La journée du 9 commença par une représentation assurée musicalement par la troupe « Snadid » de Dahmani.

Puis, ce fut au tour du musée des arts et traditions avec, en son sein, une surprise de taille et agréable : une tente berbère traditionnelle. Première journée agréable, avec des volontaires tâchant de faire de leur mieux dans un brouhaha désorganisé réjouissant.

Arrive le deuxième jour, samedi 10 mai avec au déjeuner le fameux plat keffois, et de Béja aussi, le Bourzguène » : un couscous à l’agneau préparé avec du lait et des fruits secs. Ce couscous sucré/salé vaut vraiment le détour. La soirée s’ouvre à 19 heures avec une soirée DJ, payante cette fois…

 

Quelques ratés…

La soirée était payante à 10 dinars, une somme qui peut paraitre dérisoire mais qui créa un petit sentiment de malaise. En effet, beaucoup de jeunes keffois (garçons et filles) se retrouvaient ainsi au pied du fort où était organisée la soirée sans pouvoir y entrer. Il aurait peut-être mieux valu organiser un spectacle gratuit puisque l’idée de départ était d’amener les Tunisiens des autres régions à découvrir le Kef, et qui dit Kef dit Keffois… Il ne faudrait pas que le tourisme culturel, qui demeure malgré tout accessible qu’à partir de la classe moyenne, devienne un tourisme élitiste, rejetant les habitants des régions visitées.

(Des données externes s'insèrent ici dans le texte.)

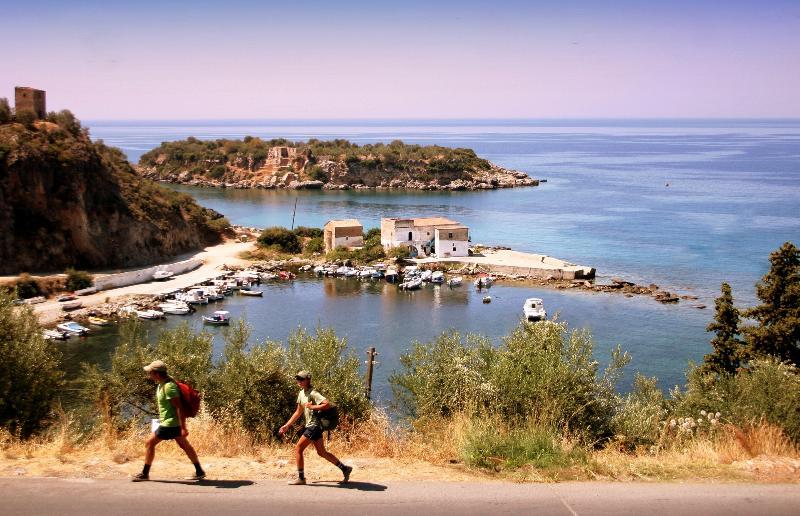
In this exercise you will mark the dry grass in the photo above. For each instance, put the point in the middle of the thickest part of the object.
(380, 452)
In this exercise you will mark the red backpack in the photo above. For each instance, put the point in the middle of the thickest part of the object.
(190, 399)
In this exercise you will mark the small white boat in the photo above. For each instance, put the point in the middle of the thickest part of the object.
(55, 335)
(533, 309)
(220, 317)
(149, 314)
(484, 281)
(162, 275)
(71, 305)
(73, 328)
(412, 284)
(177, 308)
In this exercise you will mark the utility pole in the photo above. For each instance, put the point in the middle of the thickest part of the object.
(371, 354)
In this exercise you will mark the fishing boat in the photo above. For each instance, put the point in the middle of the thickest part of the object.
(55, 335)
(220, 317)
(176, 308)
(533, 309)
(162, 275)
(73, 328)
(71, 305)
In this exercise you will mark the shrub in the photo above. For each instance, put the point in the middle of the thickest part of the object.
(27, 287)
(77, 280)
(280, 238)
(314, 245)
(255, 384)
(30, 374)
(334, 370)
(767, 390)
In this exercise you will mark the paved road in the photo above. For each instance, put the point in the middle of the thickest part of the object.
(83, 497)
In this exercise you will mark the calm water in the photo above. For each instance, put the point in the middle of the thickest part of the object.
(732, 197)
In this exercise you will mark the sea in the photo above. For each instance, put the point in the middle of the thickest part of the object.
(684, 204)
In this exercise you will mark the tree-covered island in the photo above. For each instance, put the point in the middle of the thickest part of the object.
(332, 165)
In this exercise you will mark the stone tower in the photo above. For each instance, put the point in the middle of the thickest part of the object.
(30, 99)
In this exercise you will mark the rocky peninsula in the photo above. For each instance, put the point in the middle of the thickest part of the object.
(328, 165)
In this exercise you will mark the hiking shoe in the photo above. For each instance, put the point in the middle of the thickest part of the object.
(347, 470)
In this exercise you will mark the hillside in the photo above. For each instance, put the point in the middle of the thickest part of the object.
(68, 202)
(336, 164)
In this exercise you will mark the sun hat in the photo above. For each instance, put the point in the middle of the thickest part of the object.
(156, 365)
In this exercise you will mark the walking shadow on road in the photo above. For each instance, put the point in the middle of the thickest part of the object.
(219, 484)
(361, 486)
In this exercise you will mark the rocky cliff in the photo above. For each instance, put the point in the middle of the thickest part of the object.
(68, 202)
(335, 165)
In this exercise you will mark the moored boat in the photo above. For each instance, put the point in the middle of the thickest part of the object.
(533, 309)
(220, 317)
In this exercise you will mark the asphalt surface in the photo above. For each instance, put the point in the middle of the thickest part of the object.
(44, 496)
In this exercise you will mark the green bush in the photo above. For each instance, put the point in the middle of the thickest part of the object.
(281, 239)
(77, 280)
(253, 384)
(314, 245)
(542, 375)
(334, 370)
(767, 390)
(27, 287)
(30, 375)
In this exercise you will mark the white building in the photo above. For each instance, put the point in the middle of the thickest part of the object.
(426, 236)
(343, 233)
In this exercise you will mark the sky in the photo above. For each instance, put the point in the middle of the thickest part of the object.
(314, 59)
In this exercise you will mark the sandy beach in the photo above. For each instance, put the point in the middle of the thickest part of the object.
(213, 258)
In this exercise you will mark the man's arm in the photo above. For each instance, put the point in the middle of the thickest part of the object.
(176, 402)
(297, 413)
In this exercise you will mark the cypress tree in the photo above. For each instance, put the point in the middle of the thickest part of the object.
(778, 317)
(728, 347)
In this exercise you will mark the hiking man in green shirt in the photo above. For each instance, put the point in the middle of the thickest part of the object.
(172, 422)
(309, 400)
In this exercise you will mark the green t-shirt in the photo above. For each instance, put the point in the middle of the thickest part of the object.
(166, 411)
(314, 397)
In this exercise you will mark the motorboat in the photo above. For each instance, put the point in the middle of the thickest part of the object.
(176, 308)
(98, 321)
(71, 305)
(534, 309)
(73, 328)
(219, 318)
(412, 284)
(484, 281)
(162, 275)
(55, 335)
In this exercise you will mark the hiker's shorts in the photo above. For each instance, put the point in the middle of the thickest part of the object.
(166, 433)
(313, 433)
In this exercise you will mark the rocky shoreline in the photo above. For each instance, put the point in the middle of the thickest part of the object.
(495, 178)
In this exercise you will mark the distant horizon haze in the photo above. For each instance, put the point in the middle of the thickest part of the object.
(472, 59)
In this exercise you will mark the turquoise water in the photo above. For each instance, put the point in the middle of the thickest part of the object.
(684, 204)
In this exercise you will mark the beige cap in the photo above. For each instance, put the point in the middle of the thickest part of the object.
(156, 365)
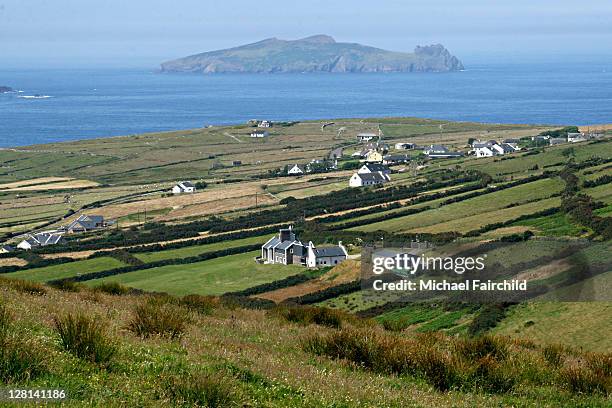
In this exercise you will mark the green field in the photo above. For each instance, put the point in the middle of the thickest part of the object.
(67, 270)
(197, 249)
(454, 217)
(213, 277)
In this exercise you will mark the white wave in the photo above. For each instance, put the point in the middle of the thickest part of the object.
(35, 96)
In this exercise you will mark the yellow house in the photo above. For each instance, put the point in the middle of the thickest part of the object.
(374, 157)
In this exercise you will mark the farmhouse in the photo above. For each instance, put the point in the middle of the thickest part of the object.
(40, 239)
(295, 169)
(368, 168)
(404, 146)
(576, 137)
(374, 157)
(183, 187)
(264, 124)
(86, 223)
(286, 249)
(366, 137)
(396, 159)
(259, 133)
(369, 179)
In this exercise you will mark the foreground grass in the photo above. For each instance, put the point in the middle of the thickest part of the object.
(213, 277)
(237, 357)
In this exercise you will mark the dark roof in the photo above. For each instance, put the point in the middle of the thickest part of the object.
(376, 167)
(371, 177)
(272, 242)
(329, 251)
(285, 245)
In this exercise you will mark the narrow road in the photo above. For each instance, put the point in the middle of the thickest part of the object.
(232, 136)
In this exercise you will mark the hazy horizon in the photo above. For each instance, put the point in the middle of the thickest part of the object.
(113, 33)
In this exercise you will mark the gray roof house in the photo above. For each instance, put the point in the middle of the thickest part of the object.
(86, 223)
(41, 239)
(284, 248)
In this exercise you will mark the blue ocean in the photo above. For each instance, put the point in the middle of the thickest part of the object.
(54, 105)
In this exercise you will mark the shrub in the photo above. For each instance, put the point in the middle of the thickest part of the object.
(24, 286)
(19, 360)
(309, 315)
(202, 390)
(155, 317)
(66, 285)
(580, 380)
(85, 337)
(553, 354)
(199, 303)
(112, 288)
(482, 346)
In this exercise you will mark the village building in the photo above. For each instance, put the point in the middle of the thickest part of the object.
(369, 168)
(404, 146)
(553, 141)
(264, 124)
(365, 180)
(183, 187)
(259, 133)
(366, 137)
(576, 137)
(296, 169)
(286, 249)
(40, 239)
(5, 249)
(374, 157)
(396, 159)
(85, 223)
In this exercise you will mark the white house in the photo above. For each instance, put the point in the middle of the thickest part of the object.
(183, 187)
(576, 137)
(366, 137)
(40, 239)
(404, 146)
(483, 150)
(364, 180)
(325, 256)
(264, 124)
(284, 248)
(368, 168)
(259, 133)
(295, 170)
(86, 223)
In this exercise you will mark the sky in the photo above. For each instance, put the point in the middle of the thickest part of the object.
(147, 32)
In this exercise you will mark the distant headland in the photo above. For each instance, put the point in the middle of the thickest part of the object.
(320, 53)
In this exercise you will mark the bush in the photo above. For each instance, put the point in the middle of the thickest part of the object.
(580, 380)
(85, 337)
(482, 346)
(202, 390)
(309, 315)
(159, 317)
(66, 285)
(112, 288)
(553, 354)
(19, 360)
(201, 304)
(31, 288)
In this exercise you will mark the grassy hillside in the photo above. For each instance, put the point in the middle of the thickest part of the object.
(130, 350)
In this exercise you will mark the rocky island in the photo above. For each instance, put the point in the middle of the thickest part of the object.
(320, 53)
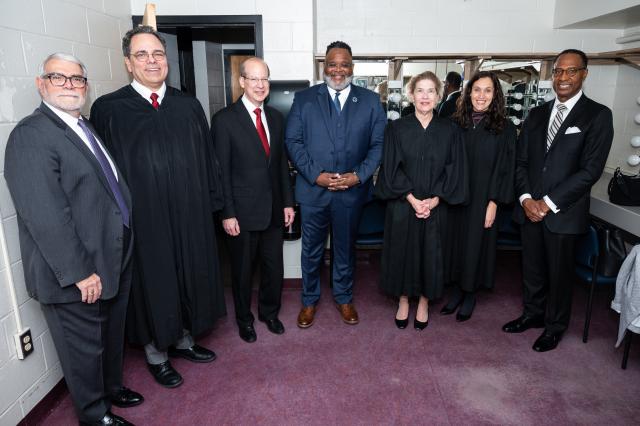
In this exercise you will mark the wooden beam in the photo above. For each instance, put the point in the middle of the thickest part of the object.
(149, 17)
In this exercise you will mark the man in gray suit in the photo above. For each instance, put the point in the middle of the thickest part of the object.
(73, 219)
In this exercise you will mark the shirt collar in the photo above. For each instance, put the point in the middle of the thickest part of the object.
(250, 106)
(69, 119)
(343, 92)
(569, 103)
(145, 92)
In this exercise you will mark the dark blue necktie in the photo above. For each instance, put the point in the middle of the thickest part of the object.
(336, 102)
(108, 172)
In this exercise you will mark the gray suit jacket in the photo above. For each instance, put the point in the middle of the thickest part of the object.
(69, 223)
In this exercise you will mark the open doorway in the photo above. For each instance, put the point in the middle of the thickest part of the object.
(204, 54)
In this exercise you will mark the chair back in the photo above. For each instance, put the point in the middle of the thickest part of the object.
(587, 249)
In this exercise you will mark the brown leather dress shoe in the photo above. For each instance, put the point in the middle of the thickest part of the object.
(305, 317)
(348, 312)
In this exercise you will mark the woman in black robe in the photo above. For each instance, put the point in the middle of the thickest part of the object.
(423, 163)
(490, 144)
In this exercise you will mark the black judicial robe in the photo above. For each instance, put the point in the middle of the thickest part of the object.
(168, 158)
(491, 165)
(425, 162)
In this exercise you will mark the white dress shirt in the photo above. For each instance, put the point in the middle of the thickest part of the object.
(343, 96)
(145, 92)
(570, 103)
(250, 107)
(72, 122)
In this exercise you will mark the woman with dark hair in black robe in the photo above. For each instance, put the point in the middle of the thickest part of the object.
(423, 162)
(490, 143)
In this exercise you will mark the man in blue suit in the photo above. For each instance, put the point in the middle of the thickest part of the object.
(334, 137)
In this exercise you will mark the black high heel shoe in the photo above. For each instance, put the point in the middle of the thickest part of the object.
(419, 325)
(467, 308)
(454, 302)
(402, 324)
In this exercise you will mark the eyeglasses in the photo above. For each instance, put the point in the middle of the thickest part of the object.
(143, 56)
(255, 80)
(345, 65)
(60, 80)
(571, 72)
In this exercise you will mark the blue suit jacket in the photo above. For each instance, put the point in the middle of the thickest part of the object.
(311, 141)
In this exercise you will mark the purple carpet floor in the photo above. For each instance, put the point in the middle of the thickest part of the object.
(372, 373)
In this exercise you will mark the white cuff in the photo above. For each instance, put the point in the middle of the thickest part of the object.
(551, 204)
(524, 197)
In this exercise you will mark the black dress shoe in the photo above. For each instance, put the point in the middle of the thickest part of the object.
(402, 324)
(419, 325)
(125, 397)
(247, 333)
(195, 353)
(464, 314)
(109, 419)
(275, 325)
(547, 341)
(165, 374)
(522, 323)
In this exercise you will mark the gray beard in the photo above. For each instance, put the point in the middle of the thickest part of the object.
(334, 86)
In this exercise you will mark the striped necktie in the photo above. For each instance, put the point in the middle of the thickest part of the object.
(557, 122)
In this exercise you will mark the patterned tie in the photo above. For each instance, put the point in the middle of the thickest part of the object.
(108, 172)
(261, 131)
(557, 122)
(336, 102)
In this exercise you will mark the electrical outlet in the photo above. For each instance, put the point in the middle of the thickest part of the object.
(24, 343)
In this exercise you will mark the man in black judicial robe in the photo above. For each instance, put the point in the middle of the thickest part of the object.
(160, 139)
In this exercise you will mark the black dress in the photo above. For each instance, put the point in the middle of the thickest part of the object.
(491, 165)
(426, 163)
(167, 159)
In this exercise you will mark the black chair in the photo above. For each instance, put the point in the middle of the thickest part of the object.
(587, 253)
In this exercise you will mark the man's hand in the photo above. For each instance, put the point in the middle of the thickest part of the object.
(532, 210)
(90, 288)
(490, 215)
(289, 215)
(231, 226)
(337, 181)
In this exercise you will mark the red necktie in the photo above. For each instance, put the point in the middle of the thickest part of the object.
(154, 100)
(261, 132)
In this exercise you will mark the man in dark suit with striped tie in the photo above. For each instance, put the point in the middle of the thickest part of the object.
(258, 200)
(562, 151)
(73, 211)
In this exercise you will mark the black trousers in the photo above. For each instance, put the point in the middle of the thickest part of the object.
(548, 269)
(267, 246)
(89, 340)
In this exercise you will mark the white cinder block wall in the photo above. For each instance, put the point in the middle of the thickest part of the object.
(293, 30)
(29, 31)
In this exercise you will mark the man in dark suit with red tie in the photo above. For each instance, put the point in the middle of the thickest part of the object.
(258, 200)
(562, 151)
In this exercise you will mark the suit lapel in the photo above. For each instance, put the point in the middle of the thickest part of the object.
(80, 145)
(247, 126)
(576, 111)
(323, 104)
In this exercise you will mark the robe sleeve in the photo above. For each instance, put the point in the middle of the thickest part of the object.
(502, 183)
(392, 181)
(452, 185)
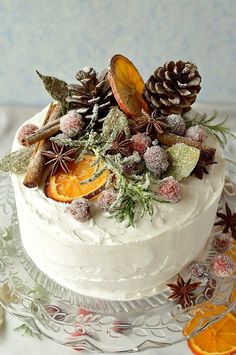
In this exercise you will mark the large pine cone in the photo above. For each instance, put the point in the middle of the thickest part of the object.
(92, 89)
(173, 88)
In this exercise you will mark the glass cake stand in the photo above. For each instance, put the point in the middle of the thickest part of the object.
(95, 324)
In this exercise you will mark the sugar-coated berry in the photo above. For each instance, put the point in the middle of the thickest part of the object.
(133, 168)
(176, 124)
(196, 133)
(156, 160)
(72, 123)
(210, 288)
(25, 131)
(106, 199)
(222, 265)
(199, 270)
(141, 141)
(80, 209)
(169, 190)
(221, 242)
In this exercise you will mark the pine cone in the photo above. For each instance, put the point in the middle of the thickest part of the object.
(173, 88)
(92, 89)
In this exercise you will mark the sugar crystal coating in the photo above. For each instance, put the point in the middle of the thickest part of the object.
(156, 160)
(25, 131)
(199, 270)
(169, 190)
(72, 123)
(222, 265)
(221, 242)
(141, 141)
(176, 124)
(106, 198)
(80, 209)
(196, 133)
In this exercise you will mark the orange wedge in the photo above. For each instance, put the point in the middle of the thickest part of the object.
(64, 187)
(218, 338)
(127, 85)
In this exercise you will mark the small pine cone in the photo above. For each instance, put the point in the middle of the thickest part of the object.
(176, 124)
(93, 88)
(173, 88)
(72, 123)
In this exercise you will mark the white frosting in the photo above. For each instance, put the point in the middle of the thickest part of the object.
(107, 259)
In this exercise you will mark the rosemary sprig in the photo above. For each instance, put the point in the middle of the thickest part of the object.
(134, 198)
(219, 131)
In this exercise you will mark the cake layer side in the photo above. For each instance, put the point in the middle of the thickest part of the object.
(103, 257)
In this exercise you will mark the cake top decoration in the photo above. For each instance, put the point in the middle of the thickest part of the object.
(119, 142)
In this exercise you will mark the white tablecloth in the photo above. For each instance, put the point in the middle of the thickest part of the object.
(12, 342)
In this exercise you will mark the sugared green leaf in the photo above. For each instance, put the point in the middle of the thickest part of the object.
(183, 160)
(115, 122)
(57, 88)
(16, 162)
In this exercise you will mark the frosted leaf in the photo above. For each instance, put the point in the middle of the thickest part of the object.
(16, 162)
(115, 122)
(2, 316)
(57, 88)
(183, 160)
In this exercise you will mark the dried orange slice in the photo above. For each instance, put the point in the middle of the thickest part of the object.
(218, 338)
(127, 85)
(64, 187)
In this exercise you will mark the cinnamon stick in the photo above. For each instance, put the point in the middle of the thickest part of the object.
(171, 139)
(42, 133)
(36, 166)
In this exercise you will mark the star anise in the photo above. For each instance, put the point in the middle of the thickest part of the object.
(183, 291)
(206, 158)
(228, 220)
(59, 157)
(121, 145)
(150, 124)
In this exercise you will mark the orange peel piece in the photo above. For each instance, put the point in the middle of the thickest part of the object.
(64, 187)
(127, 85)
(218, 338)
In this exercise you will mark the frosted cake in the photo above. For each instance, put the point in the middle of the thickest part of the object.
(117, 181)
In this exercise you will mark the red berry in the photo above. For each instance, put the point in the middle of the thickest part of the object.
(141, 141)
(25, 131)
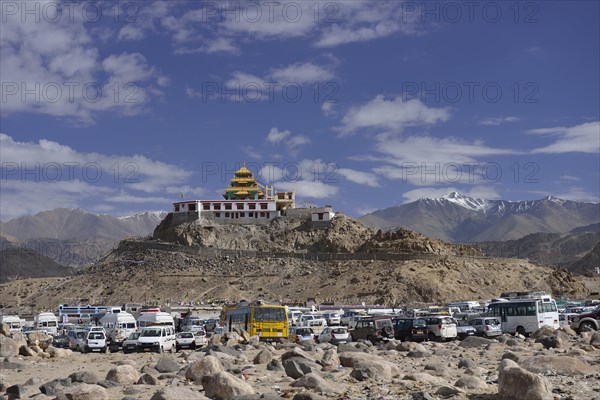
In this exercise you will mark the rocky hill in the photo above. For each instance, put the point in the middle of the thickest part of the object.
(18, 262)
(288, 261)
(551, 249)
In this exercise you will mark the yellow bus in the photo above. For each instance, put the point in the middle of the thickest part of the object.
(269, 322)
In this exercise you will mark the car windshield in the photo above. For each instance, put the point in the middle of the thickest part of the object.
(150, 333)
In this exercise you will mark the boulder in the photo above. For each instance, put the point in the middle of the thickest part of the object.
(177, 393)
(410, 346)
(551, 341)
(545, 330)
(40, 339)
(296, 367)
(88, 377)
(379, 371)
(308, 396)
(354, 359)
(8, 347)
(471, 382)
(4, 329)
(330, 358)
(26, 351)
(147, 379)
(123, 374)
(16, 392)
(559, 365)
(224, 386)
(515, 383)
(275, 365)
(84, 391)
(263, 357)
(55, 386)
(475, 341)
(316, 383)
(167, 364)
(58, 353)
(208, 365)
(296, 352)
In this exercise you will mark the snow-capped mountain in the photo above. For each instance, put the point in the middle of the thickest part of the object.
(459, 218)
(73, 236)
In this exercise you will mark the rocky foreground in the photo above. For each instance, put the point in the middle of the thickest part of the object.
(548, 365)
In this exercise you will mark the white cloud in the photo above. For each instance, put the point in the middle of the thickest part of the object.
(302, 73)
(495, 121)
(291, 142)
(362, 21)
(427, 149)
(391, 114)
(54, 68)
(276, 136)
(583, 138)
(328, 108)
(569, 178)
(42, 175)
(360, 177)
(482, 192)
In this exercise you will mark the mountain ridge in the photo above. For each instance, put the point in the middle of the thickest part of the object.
(458, 218)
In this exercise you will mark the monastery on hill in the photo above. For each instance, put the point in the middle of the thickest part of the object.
(246, 201)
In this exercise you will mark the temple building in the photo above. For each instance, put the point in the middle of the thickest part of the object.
(245, 201)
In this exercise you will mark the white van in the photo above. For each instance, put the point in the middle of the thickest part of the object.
(118, 326)
(157, 338)
(46, 322)
(14, 323)
(313, 321)
(155, 319)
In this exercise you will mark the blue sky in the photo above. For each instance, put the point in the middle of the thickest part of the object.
(120, 108)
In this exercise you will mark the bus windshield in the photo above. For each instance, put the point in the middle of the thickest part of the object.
(269, 314)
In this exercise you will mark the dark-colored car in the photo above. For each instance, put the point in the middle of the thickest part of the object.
(130, 344)
(464, 330)
(413, 329)
(373, 329)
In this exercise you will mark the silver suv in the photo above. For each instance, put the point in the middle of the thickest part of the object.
(487, 326)
(441, 327)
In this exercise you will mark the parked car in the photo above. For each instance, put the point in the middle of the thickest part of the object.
(157, 338)
(76, 339)
(441, 327)
(185, 340)
(487, 326)
(413, 329)
(464, 330)
(303, 334)
(335, 335)
(61, 341)
(566, 319)
(348, 315)
(373, 329)
(130, 344)
(201, 338)
(333, 318)
(589, 321)
(95, 341)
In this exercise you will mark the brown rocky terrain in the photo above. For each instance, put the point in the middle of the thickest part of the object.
(552, 365)
(287, 261)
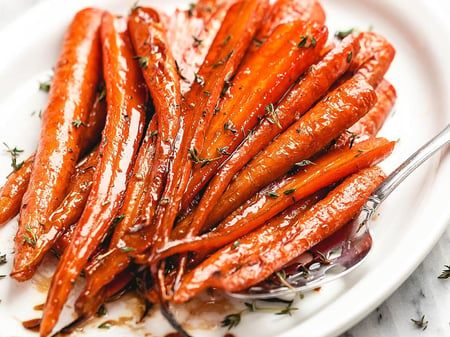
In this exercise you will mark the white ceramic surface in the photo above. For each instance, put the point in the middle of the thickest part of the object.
(403, 232)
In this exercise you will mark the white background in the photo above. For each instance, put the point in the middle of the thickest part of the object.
(421, 294)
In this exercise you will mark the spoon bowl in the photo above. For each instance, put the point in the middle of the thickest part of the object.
(346, 249)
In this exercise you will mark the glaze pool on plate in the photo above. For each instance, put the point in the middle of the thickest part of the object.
(420, 74)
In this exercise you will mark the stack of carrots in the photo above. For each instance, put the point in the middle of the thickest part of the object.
(205, 149)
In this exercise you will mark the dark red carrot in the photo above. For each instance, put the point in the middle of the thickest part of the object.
(133, 202)
(281, 194)
(12, 191)
(16, 184)
(373, 59)
(284, 11)
(223, 58)
(340, 109)
(71, 97)
(264, 251)
(313, 85)
(160, 73)
(126, 99)
(190, 34)
(69, 211)
(369, 125)
(253, 91)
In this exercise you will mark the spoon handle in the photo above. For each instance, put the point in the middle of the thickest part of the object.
(410, 164)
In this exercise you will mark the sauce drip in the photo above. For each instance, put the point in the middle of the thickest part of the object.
(32, 324)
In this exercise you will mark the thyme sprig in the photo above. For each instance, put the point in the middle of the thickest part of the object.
(14, 152)
(420, 323)
(30, 238)
(193, 154)
(445, 273)
(142, 61)
(232, 320)
(274, 118)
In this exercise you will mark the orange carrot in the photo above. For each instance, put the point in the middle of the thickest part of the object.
(373, 59)
(160, 73)
(256, 256)
(300, 98)
(340, 109)
(69, 211)
(12, 192)
(133, 202)
(223, 57)
(126, 98)
(71, 97)
(277, 196)
(252, 91)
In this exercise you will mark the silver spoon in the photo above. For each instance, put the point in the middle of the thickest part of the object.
(346, 249)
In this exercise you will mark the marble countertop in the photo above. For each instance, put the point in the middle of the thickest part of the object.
(421, 295)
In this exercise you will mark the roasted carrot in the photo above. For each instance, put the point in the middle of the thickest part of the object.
(12, 191)
(279, 195)
(71, 97)
(253, 91)
(16, 184)
(126, 101)
(373, 59)
(190, 35)
(160, 73)
(324, 122)
(369, 125)
(256, 256)
(223, 58)
(133, 202)
(69, 211)
(284, 11)
(300, 98)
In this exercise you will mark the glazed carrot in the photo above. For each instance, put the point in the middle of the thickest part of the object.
(284, 11)
(279, 195)
(369, 125)
(70, 209)
(12, 191)
(63, 241)
(300, 98)
(71, 96)
(16, 184)
(160, 73)
(373, 59)
(126, 100)
(223, 58)
(190, 35)
(340, 109)
(266, 250)
(133, 202)
(252, 90)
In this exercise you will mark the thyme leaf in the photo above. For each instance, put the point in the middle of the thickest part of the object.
(341, 34)
(445, 273)
(272, 194)
(274, 118)
(197, 42)
(77, 123)
(142, 61)
(229, 126)
(420, 323)
(14, 152)
(304, 41)
(30, 238)
(305, 162)
(45, 86)
(232, 320)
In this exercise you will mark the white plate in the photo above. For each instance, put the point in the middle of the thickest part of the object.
(410, 222)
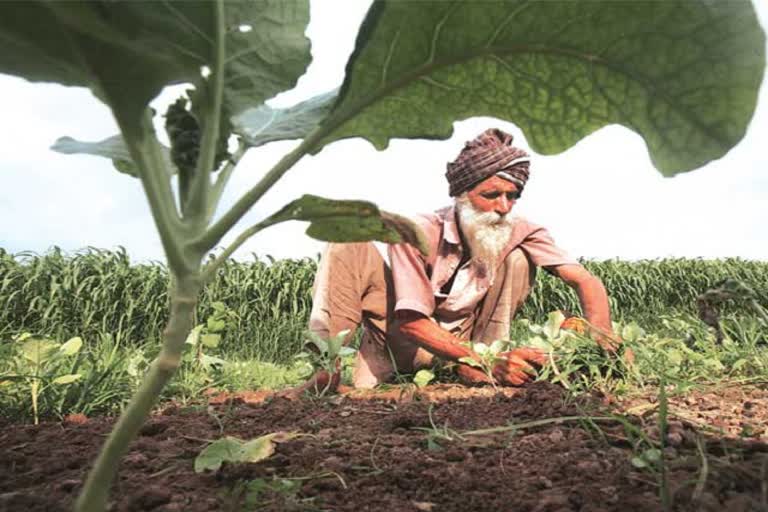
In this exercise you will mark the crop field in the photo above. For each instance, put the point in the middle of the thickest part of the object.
(683, 427)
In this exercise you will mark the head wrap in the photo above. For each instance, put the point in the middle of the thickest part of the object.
(490, 153)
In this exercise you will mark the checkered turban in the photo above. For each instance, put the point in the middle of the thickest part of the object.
(490, 153)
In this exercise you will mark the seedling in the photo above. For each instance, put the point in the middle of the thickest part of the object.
(234, 450)
(326, 355)
(423, 377)
(489, 356)
(208, 336)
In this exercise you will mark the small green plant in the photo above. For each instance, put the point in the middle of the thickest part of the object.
(489, 356)
(326, 355)
(208, 336)
(41, 363)
(423, 377)
(234, 450)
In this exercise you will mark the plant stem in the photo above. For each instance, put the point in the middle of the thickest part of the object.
(210, 269)
(211, 237)
(223, 179)
(536, 423)
(197, 206)
(93, 497)
(145, 151)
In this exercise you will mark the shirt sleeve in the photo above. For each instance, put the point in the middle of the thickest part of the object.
(541, 248)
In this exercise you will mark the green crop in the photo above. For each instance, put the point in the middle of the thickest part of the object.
(41, 363)
(496, 62)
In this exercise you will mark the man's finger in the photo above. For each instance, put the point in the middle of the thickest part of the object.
(532, 354)
(515, 362)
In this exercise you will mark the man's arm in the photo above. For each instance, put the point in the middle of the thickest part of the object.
(593, 298)
(515, 370)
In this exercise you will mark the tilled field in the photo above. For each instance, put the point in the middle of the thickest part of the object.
(406, 450)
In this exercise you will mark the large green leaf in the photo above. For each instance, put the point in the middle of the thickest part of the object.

Nous terminons notre soirée par un café et une chicha au Casa Glob au milieu des arbres dans un cadre magnifique et un service, sourire aux lèvres, qui se fait de plus en plus rare à Tunis.

Le lendemain, nous nous levons tôt pour remontrer vers la kasbah, nous tombons d’ailleurs nez à nez avec des graffitis de l’artiste « El Seed ».

Si Rais El Ain nous démoralise, à cause de la saleté et de l’odeur nauséabonde qui se dégage de ce site touristique (sic !), nous sommes littéralement transportés par cette visite hors du temps au sein du « Temple des eaux » et des « citernes romaines ».

Nous arrivons au sommet du Kef et visitons le fort seuls, sans bruit et sans foule : l’enchantement est total. Nous apprenons grâce à l’un des gardiens que le gouverneur, du temps de l’occupation romaine, utilisait les bassins pour y placer deux crocodiles. Dépaysement assuré avec cette vue sur le Kef et ses vallées verdoyantes.

Avant de partir, le cœur léger et des images plein la tête, nous faisons une halte au café situé à côté de Sidi Bou Makhlouf dans la magnifique médina. Le temps d’un café turc et d’assister à quelques performances en plein air du groupe keffois « Ta5mira » et il est déjà l’heure de plier bagages.

 

Du bonheur, mais des choses à améliorer

Encore une fois, le Kef vaut vraiment le voyage. Un voyage des sens, une ivresse visuelle et une purification auditive. Toutefois, la municipalité devrait sans doute faire en sorte que certains sites historiques et certaines ruelles menant à la médina ne soient pas couverts d’ordures et d’odeurs stagnantes.

Les associations comme « Les amis du Kef » peuvent apporter beaucoup, mais, elles ne peuvent pas tout faire. Sinon, pour répondre à votre question, légitime, oui faites le voyage jusqu’au Kef, vous ne le regretterez pas.